Both male and female German shepherds have similar overall personalities of being loyal, intelligent, and highly active dogs that need an outlet for their energy, which often becomes doing work. There are some individual differences between these two genders, though. As a rule of thumb, female German shepherds tend to be friendlier, more outgoing, and more playful whereas the males tend to be more territorial, prideful, and guarded.
People tend to describe the female German shepherds as being better companion dogs and the males as being better working dogs. This is because the females typically have more patience for children poking and prodding at the dog and they aren’t quite as territorial about strangers entering their property, though a female that has been trained to be a guard dog will act as such.

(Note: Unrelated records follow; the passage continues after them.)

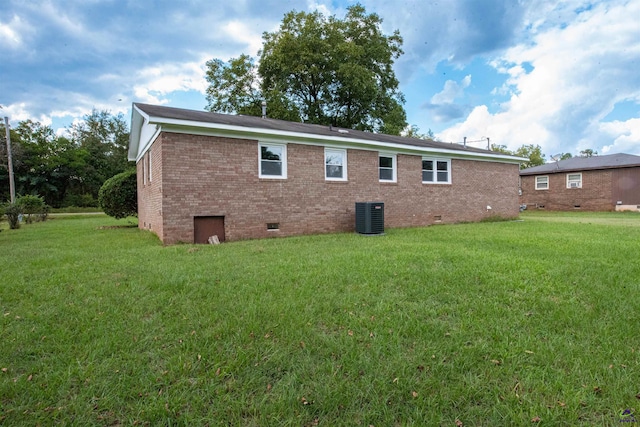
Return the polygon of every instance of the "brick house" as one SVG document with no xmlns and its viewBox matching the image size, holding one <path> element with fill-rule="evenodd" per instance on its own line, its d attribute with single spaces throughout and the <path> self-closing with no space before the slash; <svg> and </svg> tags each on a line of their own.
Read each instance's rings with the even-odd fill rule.
<svg viewBox="0 0 640 427">
<path fill-rule="evenodd" d="M 399 136 L 133 104 L 139 227 L 165 244 L 354 231 L 355 203 L 386 227 L 518 215 L 525 159 Z"/>
<path fill-rule="evenodd" d="M 520 203 L 550 210 L 639 210 L 640 156 L 572 157 L 520 171 Z"/>
</svg>

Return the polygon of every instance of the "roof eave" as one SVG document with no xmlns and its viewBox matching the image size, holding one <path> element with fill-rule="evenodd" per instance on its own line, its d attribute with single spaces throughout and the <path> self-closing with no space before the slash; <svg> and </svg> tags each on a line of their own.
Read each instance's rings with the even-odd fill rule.
<svg viewBox="0 0 640 427">
<path fill-rule="evenodd" d="M 138 159 L 138 148 L 140 147 L 140 135 L 142 133 L 142 126 L 145 119 L 148 121 L 147 116 L 142 110 L 140 110 L 136 104 L 131 106 L 131 132 L 129 133 L 129 150 L 127 151 L 127 159 L 134 161 Z"/>
<path fill-rule="evenodd" d="M 598 166 L 598 167 L 591 167 L 591 168 L 562 168 L 562 169 L 550 169 L 550 170 L 543 170 L 543 171 L 527 171 L 527 169 L 523 169 L 520 171 L 520 176 L 548 175 L 548 174 L 554 174 L 554 173 L 599 171 L 599 170 L 608 170 L 608 169 L 626 169 L 626 168 L 637 168 L 637 167 L 640 167 L 640 164 Z"/>
<path fill-rule="evenodd" d="M 133 121 L 132 121 L 133 122 Z M 311 133 L 300 133 L 291 131 L 282 131 L 266 128 L 252 128 L 245 126 L 227 125 L 220 123 L 210 123 L 201 121 L 190 121 L 181 119 L 172 119 L 166 117 L 147 116 L 147 124 L 156 124 L 162 126 L 161 130 L 174 131 L 179 133 L 204 133 L 204 134 L 216 134 L 220 136 L 236 136 L 236 137 L 252 137 L 258 140 L 269 140 L 273 137 L 287 138 L 291 141 L 306 142 L 306 143 L 323 143 L 340 144 L 340 145 L 352 145 L 354 147 L 371 147 L 381 151 L 397 151 L 407 153 L 422 153 L 422 154 L 440 154 L 459 158 L 481 158 L 484 160 L 501 161 L 505 163 L 521 163 L 528 161 L 529 159 L 524 157 L 509 156 L 506 154 L 492 154 L 492 153 L 477 153 L 468 152 L 463 150 L 451 150 L 447 148 L 434 148 L 434 147 L 422 147 L 418 145 L 405 145 L 393 142 L 378 142 L 361 138 L 344 137 L 340 135 L 327 136 L 317 135 Z M 132 125 L 133 126 L 133 125 Z M 203 132 L 202 129 L 206 129 Z M 138 134 L 139 136 L 139 134 Z M 133 137 L 133 130 L 132 130 Z"/>
</svg>

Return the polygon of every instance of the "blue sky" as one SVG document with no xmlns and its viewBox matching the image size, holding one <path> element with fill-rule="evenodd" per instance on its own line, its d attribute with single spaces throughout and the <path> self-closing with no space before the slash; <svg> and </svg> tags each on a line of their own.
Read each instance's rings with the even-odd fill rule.
<svg viewBox="0 0 640 427">
<path fill-rule="evenodd" d="M 205 63 L 257 56 L 293 9 L 355 2 L 4 0 L 0 110 L 58 132 L 132 102 L 202 110 Z M 361 0 L 397 29 L 408 121 L 448 142 L 640 155 L 640 0 Z M 479 142 L 478 146 L 485 143 Z"/>
</svg>

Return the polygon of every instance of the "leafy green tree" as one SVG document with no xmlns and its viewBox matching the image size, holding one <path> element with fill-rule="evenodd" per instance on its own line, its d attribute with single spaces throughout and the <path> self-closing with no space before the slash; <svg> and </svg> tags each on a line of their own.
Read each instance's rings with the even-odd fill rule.
<svg viewBox="0 0 640 427">
<path fill-rule="evenodd" d="M 102 184 L 127 170 L 129 130 L 122 114 L 93 110 L 84 120 L 69 129 L 71 140 L 84 160 L 80 180 L 72 188 L 76 195 L 98 197 Z"/>
<path fill-rule="evenodd" d="M 50 126 L 32 120 L 11 129 L 16 193 L 42 196 L 53 207 L 97 206 L 104 181 L 129 167 L 128 125 L 122 115 L 94 110 L 74 124 L 70 134 L 58 136 Z M 6 150 L 0 149 L 0 158 L 6 164 Z M 0 183 L 0 197 L 6 200 L 6 167 L 0 167 Z"/>
<path fill-rule="evenodd" d="M 567 159 L 570 159 L 570 158 L 572 158 L 572 157 L 573 157 L 573 156 L 571 155 L 571 153 L 562 153 L 562 154 L 560 155 L 560 160 L 567 160 Z"/>
<path fill-rule="evenodd" d="M 593 151 L 591 148 L 587 148 L 584 149 L 582 151 L 580 151 L 580 157 L 593 157 L 593 156 L 597 156 L 598 152 L 597 151 Z"/>
<path fill-rule="evenodd" d="M 540 166 L 545 164 L 545 156 L 542 154 L 542 147 L 539 145 L 522 145 L 518 148 L 514 154 L 519 157 L 526 157 L 529 160 L 520 164 L 520 169 L 527 169 L 533 166 Z"/>
<path fill-rule="evenodd" d="M 515 155 L 514 152 L 509 150 L 506 145 L 491 144 L 491 151 L 496 151 L 502 154 L 508 154 L 510 156 Z"/>
<path fill-rule="evenodd" d="M 138 214 L 136 171 L 131 169 L 105 181 L 100 188 L 98 201 L 109 216 L 116 219 Z"/>
<path fill-rule="evenodd" d="M 12 136 L 12 151 L 16 192 L 40 195 L 48 205 L 61 206 L 83 165 L 73 142 L 55 135 L 50 126 L 25 120 Z"/>
<path fill-rule="evenodd" d="M 261 114 L 263 96 L 254 62 L 244 54 L 230 59 L 227 64 L 220 59 L 207 61 L 207 108 L 210 111 L 249 116 Z"/>
<path fill-rule="evenodd" d="M 269 107 L 269 117 L 299 122 L 300 112 L 281 93 L 263 92 L 255 60 L 249 55 L 207 61 L 207 109 L 219 113 L 247 116 L 262 115 L 262 103 Z"/>
<path fill-rule="evenodd" d="M 344 19 L 289 12 L 278 31 L 263 34 L 260 63 L 247 55 L 207 62 L 207 108 L 398 135 L 406 123 L 394 61 L 398 31 L 360 5 Z"/>
<path fill-rule="evenodd" d="M 402 132 L 402 136 L 407 138 L 427 139 L 430 141 L 437 141 L 437 138 L 431 128 L 426 133 L 420 132 L 420 128 L 417 125 L 407 126 Z"/>
</svg>

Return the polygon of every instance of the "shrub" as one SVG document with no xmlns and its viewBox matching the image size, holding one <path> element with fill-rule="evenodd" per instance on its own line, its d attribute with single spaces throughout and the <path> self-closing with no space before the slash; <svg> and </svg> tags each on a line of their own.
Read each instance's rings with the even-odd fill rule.
<svg viewBox="0 0 640 427">
<path fill-rule="evenodd" d="M 116 219 L 137 215 L 138 193 L 135 169 L 106 180 L 98 192 L 98 204 L 104 213 Z"/>
<path fill-rule="evenodd" d="M 21 213 L 26 215 L 25 221 L 27 224 L 31 224 L 34 220 L 44 221 L 47 219 L 49 207 L 40 196 L 32 196 L 30 194 L 20 196 L 16 199 L 16 205 L 21 208 Z"/>
<path fill-rule="evenodd" d="M 22 215 L 22 208 L 17 203 L 7 203 L 3 206 L 2 210 L 7 216 L 9 221 L 9 228 L 17 230 L 20 228 L 20 217 Z"/>
</svg>

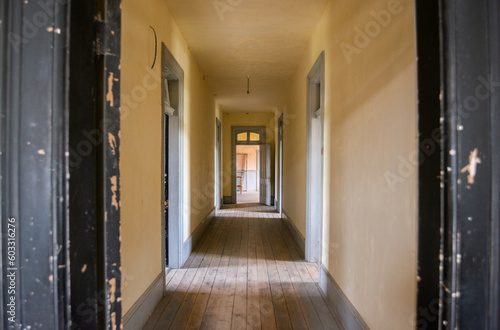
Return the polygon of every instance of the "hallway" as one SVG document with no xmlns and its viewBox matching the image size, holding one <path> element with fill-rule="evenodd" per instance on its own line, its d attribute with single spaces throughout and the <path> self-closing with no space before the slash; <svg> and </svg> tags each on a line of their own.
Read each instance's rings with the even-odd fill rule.
<svg viewBox="0 0 500 330">
<path fill-rule="evenodd" d="M 144 329 L 340 329 L 299 251 L 272 207 L 223 208 Z"/>
</svg>

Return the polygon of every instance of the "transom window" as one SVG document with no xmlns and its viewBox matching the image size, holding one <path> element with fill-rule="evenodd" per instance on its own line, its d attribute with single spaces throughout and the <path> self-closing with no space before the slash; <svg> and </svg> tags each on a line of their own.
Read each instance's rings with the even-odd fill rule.
<svg viewBox="0 0 500 330">
<path fill-rule="evenodd" d="M 260 134 L 259 133 L 254 133 L 254 132 L 250 132 L 250 141 L 252 141 L 252 142 L 258 142 L 258 141 L 260 141 Z"/>
<path fill-rule="evenodd" d="M 238 140 L 238 142 L 248 141 L 248 133 L 245 132 L 245 133 L 238 134 L 237 140 Z"/>
<path fill-rule="evenodd" d="M 235 129 L 236 144 L 261 144 L 265 143 L 265 127 L 255 127 L 248 129 L 243 127 L 233 127 Z"/>
</svg>

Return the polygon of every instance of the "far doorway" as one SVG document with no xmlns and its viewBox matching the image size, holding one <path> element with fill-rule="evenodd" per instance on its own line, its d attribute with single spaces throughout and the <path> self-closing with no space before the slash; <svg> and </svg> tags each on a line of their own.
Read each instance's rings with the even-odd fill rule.
<svg viewBox="0 0 500 330">
<path fill-rule="evenodd" d="M 236 203 L 259 203 L 258 145 L 236 146 Z"/>
<path fill-rule="evenodd" d="M 261 203 L 270 206 L 271 145 L 266 144 L 266 127 L 232 126 L 231 133 L 231 204 Z M 245 192 L 247 194 L 244 195 Z"/>
</svg>

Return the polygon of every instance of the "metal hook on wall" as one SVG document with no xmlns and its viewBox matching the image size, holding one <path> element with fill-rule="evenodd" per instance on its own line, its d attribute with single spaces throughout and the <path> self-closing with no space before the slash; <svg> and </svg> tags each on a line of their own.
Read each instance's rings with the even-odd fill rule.
<svg viewBox="0 0 500 330">
<path fill-rule="evenodd" d="M 155 67 L 155 64 L 156 64 L 156 54 L 158 52 L 158 39 L 156 38 L 156 31 L 155 29 L 150 25 L 149 26 L 151 28 L 151 30 L 153 30 L 153 33 L 154 33 L 154 37 L 155 37 L 155 55 L 154 55 L 154 58 L 153 58 L 153 64 L 151 65 L 151 69 Z"/>
</svg>

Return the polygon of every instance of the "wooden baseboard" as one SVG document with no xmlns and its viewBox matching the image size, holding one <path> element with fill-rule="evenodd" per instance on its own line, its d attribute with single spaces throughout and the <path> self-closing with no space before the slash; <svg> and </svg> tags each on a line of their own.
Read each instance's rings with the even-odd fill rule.
<svg viewBox="0 0 500 330">
<path fill-rule="evenodd" d="M 193 252 L 193 247 L 200 241 L 203 234 L 210 226 L 212 221 L 215 219 L 215 208 L 210 211 L 210 214 L 203 220 L 203 222 L 196 228 L 196 230 L 191 234 L 191 236 L 182 245 L 182 255 L 181 255 L 181 265 L 184 265 Z"/>
<path fill-rule="evenodd" d="M 233 197 L 231 196 L 224 196 L 222 197 L 222 203 L 227 205 L 227 204 L 233 204 Z"/>
<path fill-rule="evenodd" d="M 283 210 L 283 221 L 285 221 L 286 226 L 288 227 L 288 230 L 290 230 L 290 233 L 292 234 L 293 239 L 297 243 L 297 245 L 300 248 L 300 253 L 301 257 L 304 258 L 305 256 L 305 251 L 306 251 L 306 239 L 302 236 L 300 231 L 295 227 L 295 224 L 293 223 L 292 220 L 288 217 L 286 214 L 285 210 Z"/>
<path fill-rule="evenodd" d="M 370 329 L 323 264 L 319 268 L 319 285 L 328 302 L 336 310 L 345 329 Z"/>
<path fill-rule="evenodd" d="M 163 297 L 164 284 L 162 272 L 123 317 L 125 330 L 142 329 Z"/>
</svg>

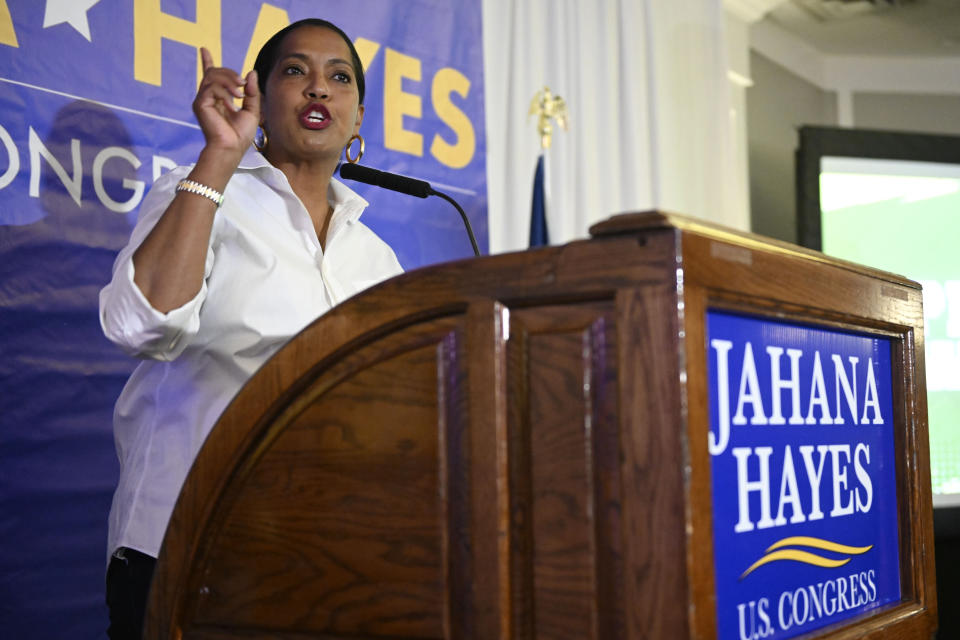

Likewise, the male German shepherds tend to be very efficient when they are taught to be working dogs. Their territorial nature makes them effective at being able to guard a property and their disposition to being less friendly means that they will have an easier time focusing on whatever their job is rather than people looking at the dog and wanting to meet it.
Keep in mind, though, that a dog’s behavior, no matter the sex of the dog, is highly dependent on how the dog is trained.
Which Is Better for You?
More often than not, unless you have a specific purpose for your German shepherd, choosing a male or female dog is not going to make much of a difference as long as you are dedicated to teaching the dog, training it, and spending time with it. With that being said, if you do have a specific purpose for the dog (such as wanting to train it to be a working dog), you will want to weigh your options of choosing a male or female dog.
If you are looking for a dog who will mostly be a family dog or a companion dog who occasionally acts as a guard dog for the property, then you will likely want to consider the female German shepherd. The female dog has shown that it tends to be more patient with younger members of the family and it will act more friendly, making everyone happy, though it still has the resources to act as a working dog to protect the family and keep them safe.
If you are looking for a dog who will be a working dog first and foremost, then you will want to opt for a male German shepherd. While these dogs can absolutely be family dogs, their disposition can come across as aloof at times and they may not tolerate younger children as well, making it a less optimal choice here. However, these aspects of its temperament make it perfect to put to work, whether that is guarding, working along police or military, or acting as a service or rescue dog.